Nowadays, immersed in the “Society of Information” era, informatics systems and infrastructures hold and store a huge amount of information, frequently categorized and/or hierarchical in order to get a better comprehension or handling of them. Moreover, this information may be distributed along several machines which may constitute a challenge when some valuable information is desired to be extracted.

In addition, it is a non-reversible process the migration from the stand-alone applications (proprietary, rigid to fulfil with a specific need within an enterprise) to the open-garden scope of internet applications, easier to understand and with a fast time-to-market features.

However, despite the existence and combination of the aforementioned factors (i.e. the increase of stored information and its access by a restricted stand-alone solution or an opened internet-based one), one key issue still remains valid: how to obtain and therefore exploit such information for several and different purposes in a flexible way.

The issue of obtaining suitable information from a back-end system is not new, and several existing technologies try to address this need:

• • Z39.50 [1] is a client-server protocol for searching and retrieving information from remote computer databases. It is covered by ANSI/NISO standard Z39.50, and ISO standard 23950. Its main scope is library and archive environments.

Its syntax, abstracted from the underlying database structure, allows formulating queries without having to know anything about the target database. As a drawback, this situation can lead to undesired behavior (i.e. non desired/expected responses).

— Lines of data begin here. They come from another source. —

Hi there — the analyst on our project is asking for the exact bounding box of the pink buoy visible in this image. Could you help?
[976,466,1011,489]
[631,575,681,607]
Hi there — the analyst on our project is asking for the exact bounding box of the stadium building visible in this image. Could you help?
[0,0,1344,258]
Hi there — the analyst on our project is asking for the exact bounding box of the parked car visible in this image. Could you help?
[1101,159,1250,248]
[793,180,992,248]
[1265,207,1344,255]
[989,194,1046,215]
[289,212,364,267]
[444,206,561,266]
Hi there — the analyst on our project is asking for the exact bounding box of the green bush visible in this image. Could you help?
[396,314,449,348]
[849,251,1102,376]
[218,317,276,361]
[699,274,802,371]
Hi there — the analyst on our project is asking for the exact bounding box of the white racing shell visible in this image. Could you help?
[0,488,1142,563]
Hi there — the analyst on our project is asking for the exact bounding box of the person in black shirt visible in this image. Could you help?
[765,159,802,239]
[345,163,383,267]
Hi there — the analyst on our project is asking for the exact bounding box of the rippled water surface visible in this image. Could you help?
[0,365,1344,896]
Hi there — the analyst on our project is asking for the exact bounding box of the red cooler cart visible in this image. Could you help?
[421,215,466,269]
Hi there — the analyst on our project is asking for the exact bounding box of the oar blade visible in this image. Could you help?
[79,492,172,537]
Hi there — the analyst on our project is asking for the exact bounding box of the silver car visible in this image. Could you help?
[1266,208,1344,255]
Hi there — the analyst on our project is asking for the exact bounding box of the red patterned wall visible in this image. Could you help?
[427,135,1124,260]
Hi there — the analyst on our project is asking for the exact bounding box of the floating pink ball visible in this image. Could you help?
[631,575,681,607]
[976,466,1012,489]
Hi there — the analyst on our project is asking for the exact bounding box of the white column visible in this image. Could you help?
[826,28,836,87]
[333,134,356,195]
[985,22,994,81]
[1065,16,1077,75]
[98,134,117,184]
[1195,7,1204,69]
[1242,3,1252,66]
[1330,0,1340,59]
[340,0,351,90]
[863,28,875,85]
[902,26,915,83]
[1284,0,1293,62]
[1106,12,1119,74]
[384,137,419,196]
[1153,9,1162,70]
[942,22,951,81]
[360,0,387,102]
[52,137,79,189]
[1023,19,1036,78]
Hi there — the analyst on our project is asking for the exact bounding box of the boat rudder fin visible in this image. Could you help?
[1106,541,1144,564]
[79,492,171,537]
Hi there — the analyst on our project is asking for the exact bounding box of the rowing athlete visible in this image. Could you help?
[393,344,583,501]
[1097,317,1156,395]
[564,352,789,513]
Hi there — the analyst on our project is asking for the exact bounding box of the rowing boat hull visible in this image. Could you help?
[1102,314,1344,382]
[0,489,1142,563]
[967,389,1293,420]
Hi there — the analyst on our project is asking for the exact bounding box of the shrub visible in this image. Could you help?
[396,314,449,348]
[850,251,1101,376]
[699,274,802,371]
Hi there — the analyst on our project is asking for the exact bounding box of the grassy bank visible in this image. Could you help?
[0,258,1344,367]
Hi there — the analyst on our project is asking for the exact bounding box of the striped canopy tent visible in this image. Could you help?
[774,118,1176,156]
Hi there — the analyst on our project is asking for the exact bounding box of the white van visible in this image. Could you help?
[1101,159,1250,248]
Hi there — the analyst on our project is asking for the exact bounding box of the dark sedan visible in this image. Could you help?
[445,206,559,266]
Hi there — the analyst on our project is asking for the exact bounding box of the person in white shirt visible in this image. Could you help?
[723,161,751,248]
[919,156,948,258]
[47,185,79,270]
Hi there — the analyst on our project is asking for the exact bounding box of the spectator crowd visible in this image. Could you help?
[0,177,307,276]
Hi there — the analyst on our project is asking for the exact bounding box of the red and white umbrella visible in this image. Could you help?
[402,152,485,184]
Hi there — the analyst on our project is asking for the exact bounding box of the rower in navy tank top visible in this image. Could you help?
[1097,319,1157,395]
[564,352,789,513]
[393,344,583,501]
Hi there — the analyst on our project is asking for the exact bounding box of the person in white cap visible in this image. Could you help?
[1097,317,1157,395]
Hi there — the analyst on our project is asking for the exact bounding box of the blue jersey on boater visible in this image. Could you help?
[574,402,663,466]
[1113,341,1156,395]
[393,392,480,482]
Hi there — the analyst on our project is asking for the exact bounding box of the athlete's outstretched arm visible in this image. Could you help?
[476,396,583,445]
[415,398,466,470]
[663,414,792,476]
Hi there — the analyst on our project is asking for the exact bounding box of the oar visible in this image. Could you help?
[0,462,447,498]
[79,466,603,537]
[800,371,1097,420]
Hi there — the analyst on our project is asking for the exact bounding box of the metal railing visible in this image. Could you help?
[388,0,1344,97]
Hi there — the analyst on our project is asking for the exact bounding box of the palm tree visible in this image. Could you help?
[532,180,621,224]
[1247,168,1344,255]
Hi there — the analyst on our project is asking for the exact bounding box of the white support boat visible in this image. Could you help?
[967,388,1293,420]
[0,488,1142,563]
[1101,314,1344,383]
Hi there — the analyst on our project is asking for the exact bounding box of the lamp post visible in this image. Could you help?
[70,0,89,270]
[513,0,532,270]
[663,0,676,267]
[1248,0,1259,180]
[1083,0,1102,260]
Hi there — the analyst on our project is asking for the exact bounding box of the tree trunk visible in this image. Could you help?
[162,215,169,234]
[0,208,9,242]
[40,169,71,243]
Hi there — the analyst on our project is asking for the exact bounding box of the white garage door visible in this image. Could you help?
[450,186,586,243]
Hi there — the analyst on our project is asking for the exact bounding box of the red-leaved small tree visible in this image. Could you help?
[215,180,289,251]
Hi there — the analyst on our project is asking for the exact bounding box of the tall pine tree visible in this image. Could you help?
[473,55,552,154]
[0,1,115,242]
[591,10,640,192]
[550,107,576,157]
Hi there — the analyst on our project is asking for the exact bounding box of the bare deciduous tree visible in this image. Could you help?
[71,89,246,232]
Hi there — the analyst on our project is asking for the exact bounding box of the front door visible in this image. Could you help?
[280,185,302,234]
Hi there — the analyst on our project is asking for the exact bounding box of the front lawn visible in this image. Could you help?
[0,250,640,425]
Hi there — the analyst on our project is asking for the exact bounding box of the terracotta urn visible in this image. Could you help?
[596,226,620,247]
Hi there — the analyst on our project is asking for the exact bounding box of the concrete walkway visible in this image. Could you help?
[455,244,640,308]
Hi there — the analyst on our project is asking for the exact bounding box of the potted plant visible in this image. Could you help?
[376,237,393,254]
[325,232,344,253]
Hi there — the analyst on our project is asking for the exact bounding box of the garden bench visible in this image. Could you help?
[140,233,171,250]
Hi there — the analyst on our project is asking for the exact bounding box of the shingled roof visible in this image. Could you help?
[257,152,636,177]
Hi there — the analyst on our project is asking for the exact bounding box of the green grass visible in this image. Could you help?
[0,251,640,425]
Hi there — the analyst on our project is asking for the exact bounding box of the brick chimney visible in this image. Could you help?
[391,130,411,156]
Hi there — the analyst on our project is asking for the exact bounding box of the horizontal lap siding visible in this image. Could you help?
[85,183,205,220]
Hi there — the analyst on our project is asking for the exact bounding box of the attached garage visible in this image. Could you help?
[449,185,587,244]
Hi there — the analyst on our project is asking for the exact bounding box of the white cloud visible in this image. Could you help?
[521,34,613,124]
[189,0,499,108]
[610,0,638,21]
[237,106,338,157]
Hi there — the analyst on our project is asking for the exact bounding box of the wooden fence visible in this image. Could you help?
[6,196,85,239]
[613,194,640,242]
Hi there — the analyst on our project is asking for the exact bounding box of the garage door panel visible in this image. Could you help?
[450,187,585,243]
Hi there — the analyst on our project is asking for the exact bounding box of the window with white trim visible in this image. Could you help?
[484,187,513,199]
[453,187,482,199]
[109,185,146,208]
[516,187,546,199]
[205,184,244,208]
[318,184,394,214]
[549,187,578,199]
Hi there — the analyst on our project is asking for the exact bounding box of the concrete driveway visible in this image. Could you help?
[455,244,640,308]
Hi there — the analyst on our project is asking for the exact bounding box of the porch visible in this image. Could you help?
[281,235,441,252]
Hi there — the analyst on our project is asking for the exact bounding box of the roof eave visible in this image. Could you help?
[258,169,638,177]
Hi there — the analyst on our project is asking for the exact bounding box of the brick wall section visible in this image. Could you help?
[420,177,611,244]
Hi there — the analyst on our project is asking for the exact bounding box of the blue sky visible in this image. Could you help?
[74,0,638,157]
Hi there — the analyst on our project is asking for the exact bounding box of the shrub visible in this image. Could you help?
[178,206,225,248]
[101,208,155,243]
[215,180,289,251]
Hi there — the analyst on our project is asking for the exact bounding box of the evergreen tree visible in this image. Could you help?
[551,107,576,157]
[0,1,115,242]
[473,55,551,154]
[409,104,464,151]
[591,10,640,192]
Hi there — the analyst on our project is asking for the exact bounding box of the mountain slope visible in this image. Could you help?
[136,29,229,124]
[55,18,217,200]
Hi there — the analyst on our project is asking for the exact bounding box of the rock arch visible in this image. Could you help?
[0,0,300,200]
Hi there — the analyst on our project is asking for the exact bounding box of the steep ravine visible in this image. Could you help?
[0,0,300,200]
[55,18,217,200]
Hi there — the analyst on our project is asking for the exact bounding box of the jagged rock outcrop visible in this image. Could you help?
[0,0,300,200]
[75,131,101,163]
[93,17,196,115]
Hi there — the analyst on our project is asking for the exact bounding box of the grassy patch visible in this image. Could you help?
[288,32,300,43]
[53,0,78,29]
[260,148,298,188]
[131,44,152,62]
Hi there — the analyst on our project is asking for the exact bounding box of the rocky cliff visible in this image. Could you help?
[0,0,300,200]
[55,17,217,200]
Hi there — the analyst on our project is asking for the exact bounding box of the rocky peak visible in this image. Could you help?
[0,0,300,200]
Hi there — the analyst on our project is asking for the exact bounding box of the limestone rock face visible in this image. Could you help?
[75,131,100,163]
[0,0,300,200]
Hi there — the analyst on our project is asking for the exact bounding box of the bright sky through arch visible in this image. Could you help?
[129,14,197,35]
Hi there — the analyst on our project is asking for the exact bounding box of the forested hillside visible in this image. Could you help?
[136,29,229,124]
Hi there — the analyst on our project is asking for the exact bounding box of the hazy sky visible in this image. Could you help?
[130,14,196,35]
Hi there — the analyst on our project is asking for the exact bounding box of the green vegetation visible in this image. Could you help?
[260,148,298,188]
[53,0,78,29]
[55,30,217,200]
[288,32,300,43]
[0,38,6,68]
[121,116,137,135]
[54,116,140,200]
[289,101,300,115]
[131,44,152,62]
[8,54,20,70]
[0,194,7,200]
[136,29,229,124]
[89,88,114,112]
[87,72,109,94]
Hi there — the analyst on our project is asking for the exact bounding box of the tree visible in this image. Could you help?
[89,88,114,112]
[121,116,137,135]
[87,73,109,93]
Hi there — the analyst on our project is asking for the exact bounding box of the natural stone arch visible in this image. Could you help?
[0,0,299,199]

However, it is a pre-Web technology, so some efforts are being made in order to spread its scope to internet technologies. It is worth noting the twin protocols SRU/SRW (Search-Retrieve via URL/Search-Retrieve Web service).

• • SRU/SRW. These protocols aim at enabling search queries in a web-based environment, by using HTTP queries and attempting to preserve the benefits of the Z39.50 query syntax.

Search/Retrieve via URL (SRU) is a standard search protocol for Internet search queries, REST-based and enables queries to be expressed in URL query strings [2]. Search/Retrieve Web service (SRW) is a web service for search and retrieval, providing a SOAP interface to query, which augments the URL interface provided by its companion protocol [3]. In both cases, queries are expressed using the Contextual Query Language (CQL) [4]. Both expect search results to be returned as XML.

• • eXtensible Resource Identifier (XRI) [5] provides a uniform syntax for abstract structured identifiers. XRIs may be used across a wide variety of communities and applications (as Web addresses, database keys, filenames, object IDs, XML IDs, tags, etc.), no single resolution mechanism may prove appropriate for all XRIs. In simple words, it defines a “terminology” to identify resources. Based on it, an XRI resolution protocol (i.e. procedure) may be applied, in order to identify the target resource whose details are required to be obtained.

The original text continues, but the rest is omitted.